Il Kintsugi dell’anima
A mio modo di vedere l’integrazione deve essere una specie di cucitura, ossia deve tenere insieme nell’attuale mondo del bambino l’identità del suo presente e del suo passato. Questo significa che i due mondi famigliari non possono entrare in conflitto: nessuno può sostenere un conflitto dentro di sé. Non è immaginabile pensare che una persona si adatti completamente alla nuova identità senza farsi fantasie sul suo mondo precedente. ‘Di chi veramente sono figlio? Cosa avrei fatto, chi avrei frequentato se fossi rimasto nel mio Paese d’origine?’ Queste domande, e altre simili, sono domande che i bambini adottati si pongono continuamente.

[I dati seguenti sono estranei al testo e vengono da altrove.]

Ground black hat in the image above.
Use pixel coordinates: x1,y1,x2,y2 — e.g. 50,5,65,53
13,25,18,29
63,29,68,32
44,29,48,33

Le due storie del bambino adottato vanno cucite insieme, devono costituire insieme l’identità dell’adulto che sarà.
Mi piace fare la metafora del Kintsugi, l’antica arte giapponese della riparazione della ceramica. Nel Kintsugi la ceramica viene riparata con una lacca ripassata in oro, in questo modo dopo la riparazione acquisisce più valore di quanto ne avesse prima della rottura. Ecco, credo che l’identità del bambino adottato debba essere una specie di Kintsugi. Le ferite non sono vere ferite, ma punti di contatto tra vecchio e nuovo.
Solo così l’adozione sarà storia di vero impreziosire, di vero miglioramento delle condizioni di partenza. E solo così il bambino potrà guardare al suo passato senza sentimenti di colpa: perché non l’avrà rinnegato, ma anzi lo terrà stretto a sé, sarà sempre parte del suo nuovo presente.